Adopting the strength-based approach means taking the focus away from what is ‘wrong’ to what is ‘strong’ within communities; a position consistent with an emphasis on capacity over vulnerability (Handmer 2003). This helps to build resilient communities, not by virtue of sole reliance on external sources, but by helping communities recognise their inherent strengths and to act together. In other words, by adopting the strength-based approach, communities can potentially avoid ‘secondary vulnerability’, that is, vulnerability arising due to excessive reliance on external sources. This does not suggest that emergency services organisations will become less relevant to communities. Rather, it is highlighting the danger of undermining community resourcefulness due to over-reliance on emergency services organisations.
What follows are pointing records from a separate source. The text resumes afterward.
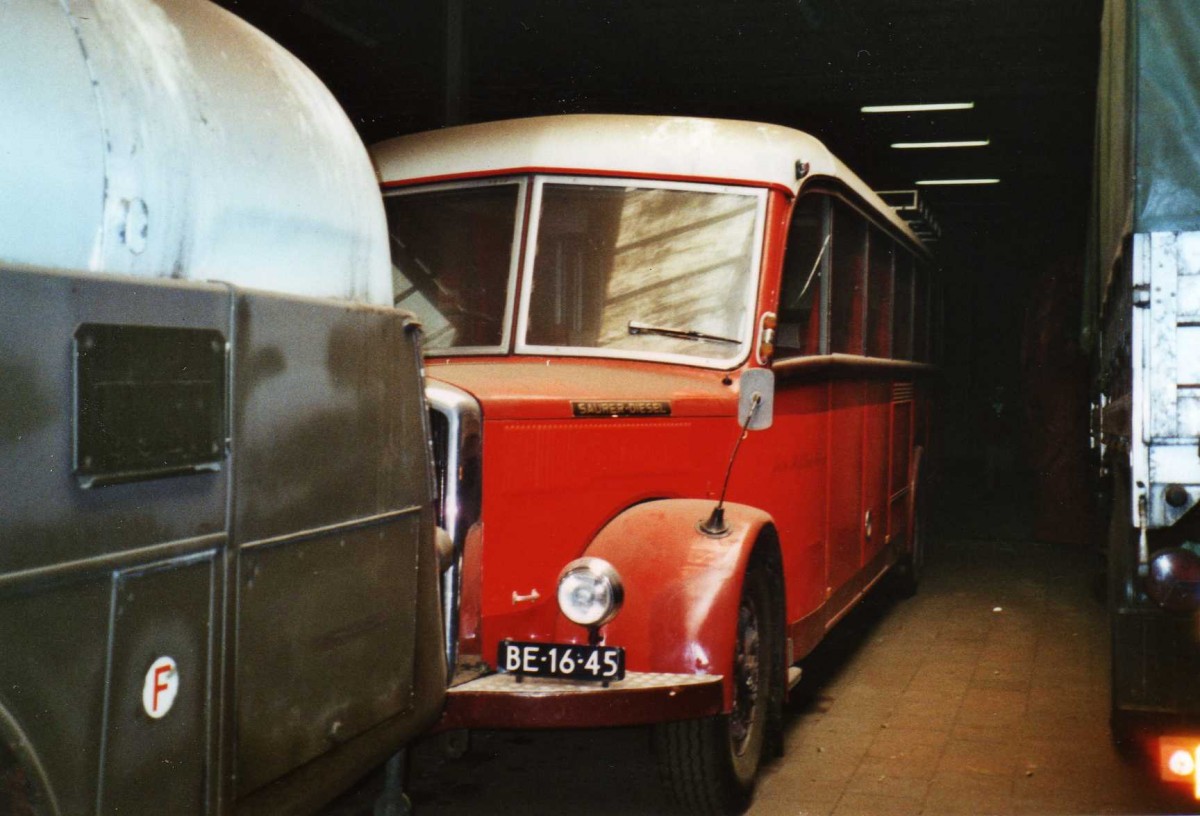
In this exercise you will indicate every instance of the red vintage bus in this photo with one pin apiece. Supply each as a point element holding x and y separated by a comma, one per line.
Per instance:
<point>612,304</point>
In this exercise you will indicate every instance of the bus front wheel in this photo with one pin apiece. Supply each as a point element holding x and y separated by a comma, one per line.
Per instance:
<point>709,766</point>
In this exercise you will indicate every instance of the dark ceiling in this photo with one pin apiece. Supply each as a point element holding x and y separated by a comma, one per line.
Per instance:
<point>1027,65</point>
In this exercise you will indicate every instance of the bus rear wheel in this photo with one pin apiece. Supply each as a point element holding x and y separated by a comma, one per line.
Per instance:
<point>709,766</point>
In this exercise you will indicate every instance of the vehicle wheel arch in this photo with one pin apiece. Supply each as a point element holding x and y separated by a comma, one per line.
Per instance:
<point>681,573</point>
<point>24,785</point>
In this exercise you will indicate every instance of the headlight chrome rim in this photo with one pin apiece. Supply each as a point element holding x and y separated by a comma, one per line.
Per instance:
<point>595,576</point>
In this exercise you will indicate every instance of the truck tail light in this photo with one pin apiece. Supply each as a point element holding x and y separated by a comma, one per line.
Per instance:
<point>1174,580</point>
<point>1180,760</point>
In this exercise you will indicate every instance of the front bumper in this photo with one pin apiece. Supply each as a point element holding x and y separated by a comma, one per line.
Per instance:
<point>499,701</point>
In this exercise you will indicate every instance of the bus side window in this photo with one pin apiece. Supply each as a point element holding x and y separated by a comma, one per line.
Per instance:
<point>846,281</point>
<point>881,253</point>
<point>901,325</point>
<point>805,262</point>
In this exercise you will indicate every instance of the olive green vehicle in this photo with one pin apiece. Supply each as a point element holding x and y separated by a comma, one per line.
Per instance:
<point>219,564</point>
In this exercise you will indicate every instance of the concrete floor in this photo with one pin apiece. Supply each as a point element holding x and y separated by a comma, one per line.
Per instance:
<point>984,694</point>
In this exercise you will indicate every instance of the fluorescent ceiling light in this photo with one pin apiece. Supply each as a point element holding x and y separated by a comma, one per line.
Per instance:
<point>912,108</point>
<point>921,145</point>
<point>943,183</point>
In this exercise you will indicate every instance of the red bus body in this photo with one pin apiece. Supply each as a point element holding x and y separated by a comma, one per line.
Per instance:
<point>610,455</point>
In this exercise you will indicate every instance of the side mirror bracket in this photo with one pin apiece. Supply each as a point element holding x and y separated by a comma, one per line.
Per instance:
<point>756,415</point>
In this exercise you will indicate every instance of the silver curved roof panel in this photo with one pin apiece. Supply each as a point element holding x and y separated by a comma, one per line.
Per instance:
<point>173,139</point>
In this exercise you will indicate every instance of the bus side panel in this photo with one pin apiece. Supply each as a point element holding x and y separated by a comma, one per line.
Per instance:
<point>61,541</point>
<point>52,682</point>
<point>160,765</point>
<point>331,481</point>
<point>845,481</point>
<point>876,457</point>
<point>48,516</point>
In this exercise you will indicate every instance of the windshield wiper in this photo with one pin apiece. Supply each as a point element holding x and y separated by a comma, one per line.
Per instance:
<point>636,328</point>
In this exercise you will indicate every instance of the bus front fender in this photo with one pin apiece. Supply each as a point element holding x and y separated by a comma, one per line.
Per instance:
<point>682,586</point>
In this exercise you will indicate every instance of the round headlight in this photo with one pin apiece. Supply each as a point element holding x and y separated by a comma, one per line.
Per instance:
<point>589,592</point>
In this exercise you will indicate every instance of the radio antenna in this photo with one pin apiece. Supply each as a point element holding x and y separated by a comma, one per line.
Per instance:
<point>714,525</point>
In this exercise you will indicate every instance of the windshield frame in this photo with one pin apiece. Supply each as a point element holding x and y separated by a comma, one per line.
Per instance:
<point>749,297</point>
<point>522,184</point>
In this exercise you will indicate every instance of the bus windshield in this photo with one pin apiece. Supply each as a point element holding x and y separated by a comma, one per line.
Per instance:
<point>640,270</point>
<point>613,268</point>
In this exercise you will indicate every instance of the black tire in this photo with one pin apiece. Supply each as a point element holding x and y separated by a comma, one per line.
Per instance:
<point>912,563</point>
<point>709,766</point>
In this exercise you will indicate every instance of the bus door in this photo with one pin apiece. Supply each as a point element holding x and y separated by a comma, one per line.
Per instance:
<point>327,550</point>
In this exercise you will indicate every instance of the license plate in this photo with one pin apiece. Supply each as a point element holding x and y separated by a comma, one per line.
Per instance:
<point>564,660</point>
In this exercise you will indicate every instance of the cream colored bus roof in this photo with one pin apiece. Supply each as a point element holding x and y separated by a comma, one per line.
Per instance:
<point>657,147</point>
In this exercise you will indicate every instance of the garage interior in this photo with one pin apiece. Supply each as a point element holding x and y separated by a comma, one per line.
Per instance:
<point>988,693</point>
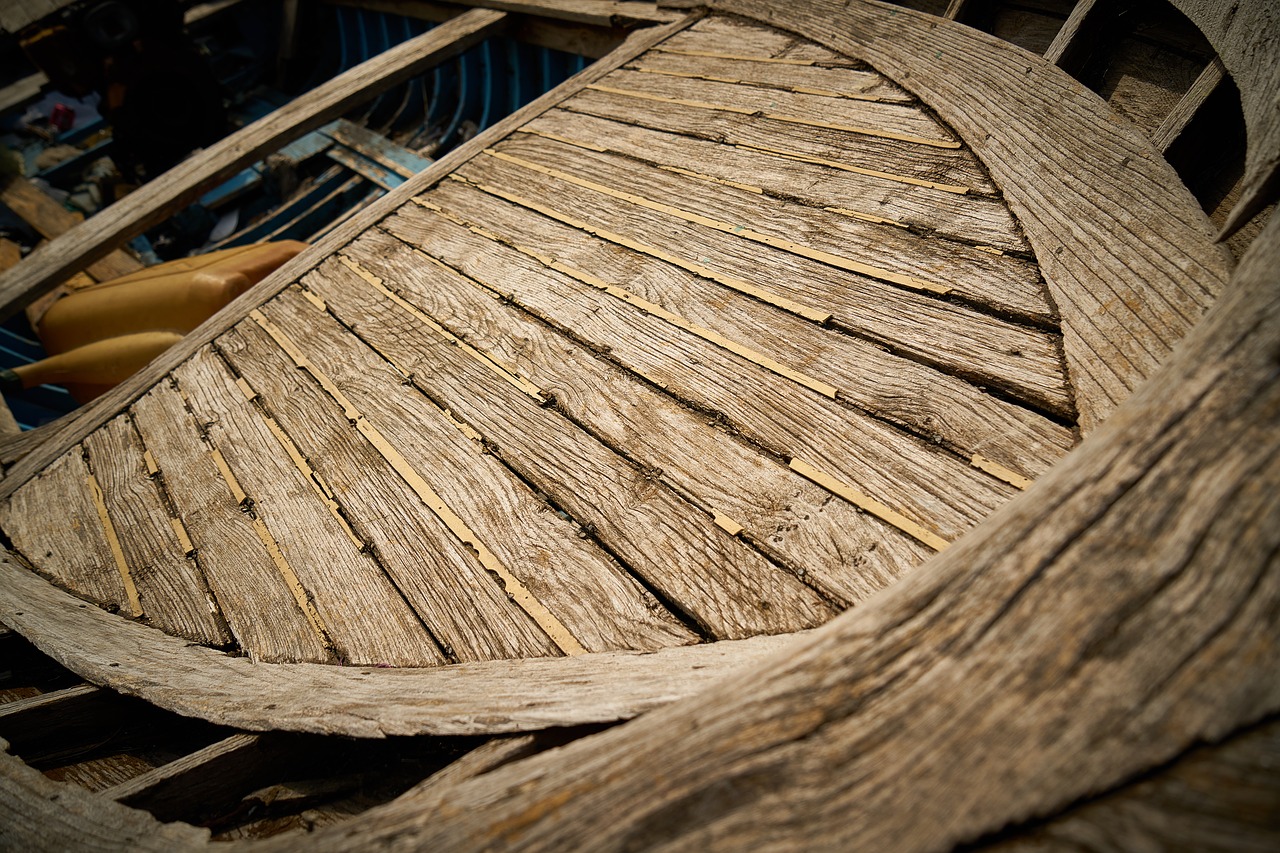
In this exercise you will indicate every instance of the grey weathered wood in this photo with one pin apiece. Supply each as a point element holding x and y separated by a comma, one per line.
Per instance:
<point>161,197</point>
<point>996,684</point>
<point>664,539</point>
<point>872,118</point>
<point>600,607</point>
<point>845,82</point>
<point>1128,284</point>
<point>924,401</point>
<point>489,697</point>
<point>955,167</point>
<point>1244,36</point>
<point>1191,103</point>
<point>261,611</point>
<point>106,406</point>
<point>844,552</point>
<point>54,523</point>
<point>955,338</point>
<point>940,213</point>
<point>173,592</point>
<point>360,609</point>
<point>931,487</point>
This can be problematic during major emergencies and disasters where too many communities are affected and the resources within emergency services are overstretched. It is important that, as part of implementing the strength-based approach, an enabling environment is created for community strengths to be harnessed. This requires equipping the able-bodied members of communities with the requisite knowledge and training to work alongside emergency services organisations. In the same vein, emergency service personnel should be trained to work alongside community members and other ‘spontaneous’ volunteers without perceiving them as threats. Emergency services organisations could consciously seek to understand the unique strengths of each community and develop workable plans to harness same during events. The SSVI technique offers ideas for where there might be community resources that could potentially be used to help minimise community vulnerability.
Conclusion
Natural hazards often have disproportionate impacts on different communities due to social inequalities that account for the difference in people’s sensitivity to natural hazards and their ability to respond and recover. Social vulnerability analysis can help to improve understanding of those communities or places, which, are most likely to suffer disastrous outcomes. In the traditional approach to computing social vulnerability, the focus has been on weaknesses (e.g. old age, low income, language barriers, etc.). However, the SSVI aims to account for the strengths and resourcefulness of people within communities to self-organise and minimise the effects of natural hazards. This study compared the two methods through a case study involving social vulnerability measurement for various suburbs in the Wollongong area of New South Wales. The results revealed that there is a significant difference between the values obtained from measurements using the SSVI technique and those generated by the traditional approach. This has implications for emergency management. Future studies can build on the SSVI technique by exploring additional factors or dimensions of social vulnerability, including institutional and cultural barriers. A consideration of hazard-related information and other place-specific factors can help to improve the relevance of the SSVI approach to other cities.